Hayle, apparently sensing defeat, told the Jamaica Observer late afternoon that she did not know the numbers in terms of support for her.
“…I don’t know at all how the numbers look. I’m just here to meet and greet both sides who are doing their national service. Today, we expect that the people will give me the mandate. If I don’t get the mandate tomorrow I’ll continue to work in the 60 communities of North West, Hayle stated.
She said that she was expecting 8,000 votes, but shared that she did not maintain communication with her team so she was not sure where she stood.
PNP President Dr Peter Phillips later told the Observer that an “increasing inaccurate” list accounted for the low voter turnout of 23.6 per cent in the constituency that registered 40.33 per cent in the February 2016 General Election.
“There has been no reverification for a very long time. In fact, more than 10 years, which is the period prescribed by law. We actually have a lot of people who just don’t exist in this constituency anymore. They have migrated, they have died, and they have moved to others parts of the parish. It’s good that we have an accurate measure because confusion builds when there is inaccuracy of that sort,” the PNP leader said.
He said that Comrades, from what he observed, were enthusiastic, despite the uphill task Hayle was facing. Phillips again said that he was hopeful that the day would have ended with Hayle performing well, and stressed that he was pleased with the progress she had made in the short space of time she became the party’s standard-bearer.
The strong presence of the security forces did not ward off criminal elements, one of whom reportedly traded gunfire with them, sending scores of supporters for cover in Maverley.
Senior superintendent in charge of the day’s operations, Calvin Allen, told the Observer that no one was injured in the melee.

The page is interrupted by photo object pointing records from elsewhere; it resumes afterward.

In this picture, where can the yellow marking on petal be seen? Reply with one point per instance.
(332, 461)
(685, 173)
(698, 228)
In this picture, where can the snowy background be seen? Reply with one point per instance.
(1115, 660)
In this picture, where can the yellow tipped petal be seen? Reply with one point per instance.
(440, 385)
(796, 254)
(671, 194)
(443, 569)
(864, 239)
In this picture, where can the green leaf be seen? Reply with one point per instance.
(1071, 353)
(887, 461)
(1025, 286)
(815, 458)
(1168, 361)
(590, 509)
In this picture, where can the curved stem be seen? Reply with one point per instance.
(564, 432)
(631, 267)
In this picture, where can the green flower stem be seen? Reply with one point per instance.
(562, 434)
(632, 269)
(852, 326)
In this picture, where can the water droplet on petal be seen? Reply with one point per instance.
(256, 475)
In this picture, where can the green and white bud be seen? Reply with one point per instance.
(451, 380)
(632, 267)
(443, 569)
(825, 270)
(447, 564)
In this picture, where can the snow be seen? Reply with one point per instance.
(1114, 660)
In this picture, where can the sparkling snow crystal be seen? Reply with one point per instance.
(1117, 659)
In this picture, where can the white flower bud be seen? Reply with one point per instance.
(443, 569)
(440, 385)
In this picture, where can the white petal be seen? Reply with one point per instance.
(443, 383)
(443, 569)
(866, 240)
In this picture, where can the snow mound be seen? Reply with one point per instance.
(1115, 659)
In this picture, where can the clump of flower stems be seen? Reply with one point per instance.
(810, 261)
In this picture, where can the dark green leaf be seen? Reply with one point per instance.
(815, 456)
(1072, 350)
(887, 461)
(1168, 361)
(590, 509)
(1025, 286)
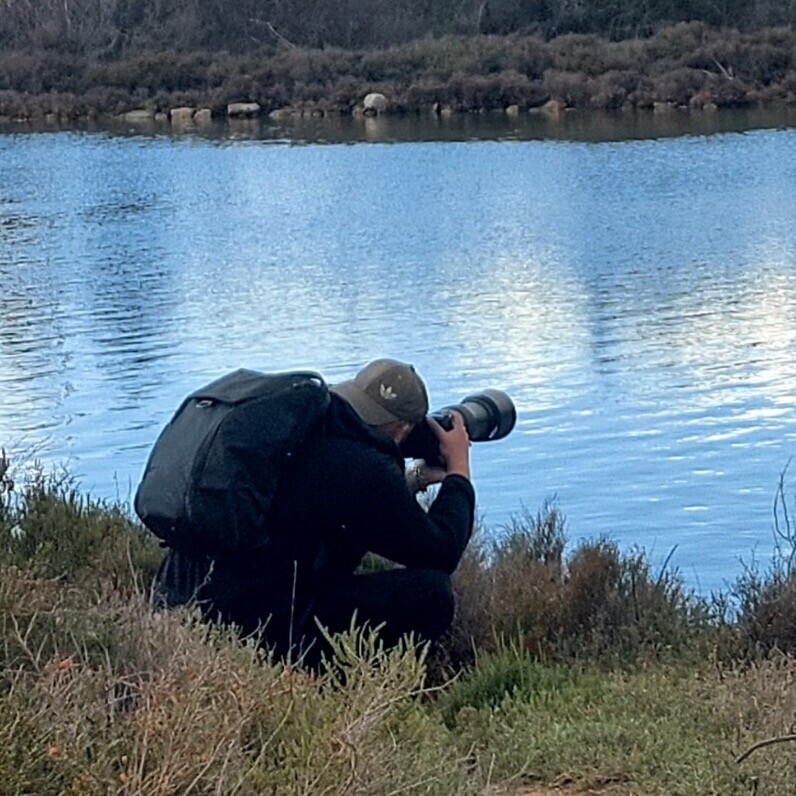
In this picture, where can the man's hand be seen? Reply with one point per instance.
(454, 447)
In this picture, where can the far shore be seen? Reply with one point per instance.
(682, 67)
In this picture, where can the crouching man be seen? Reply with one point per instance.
(346, 494)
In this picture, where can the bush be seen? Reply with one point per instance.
(597, 603)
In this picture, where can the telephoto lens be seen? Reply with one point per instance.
(487, 415)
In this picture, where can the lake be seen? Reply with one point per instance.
(631, 283)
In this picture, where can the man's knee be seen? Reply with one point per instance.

Allen said that the gunman, upon seeing the lawmen, pointed his gun in their direction. He said that the police opened fire and the man escaped. The shooting was not linked to the by-election, Allen said.
When the excitement died down, Labourites and Comrades returned to their usual bantering each other as they shored up support for the candidates.
Members of the Cabinet and Shadow Cabinet helped to monitor the different polling locations, ensuring that voters knew their polling division.
In the end, Labourites danced through the streets of Pembroke Hall chanting, “A we still a win!”
Several voters, including some from the PNP, agreed that Hayle “did not stand a chance”.
“She need fi go back go teach now and leave we to the doctor. Nigel all the way; she never did a go win. Nigel straight,” one JLP supporter said.
At the close of polling, Comrades were also seen in a celebratory mood; however, the excitement died down once news came that Hayle had lost.
“A suh it go; she never do bad,” one man told the Observer.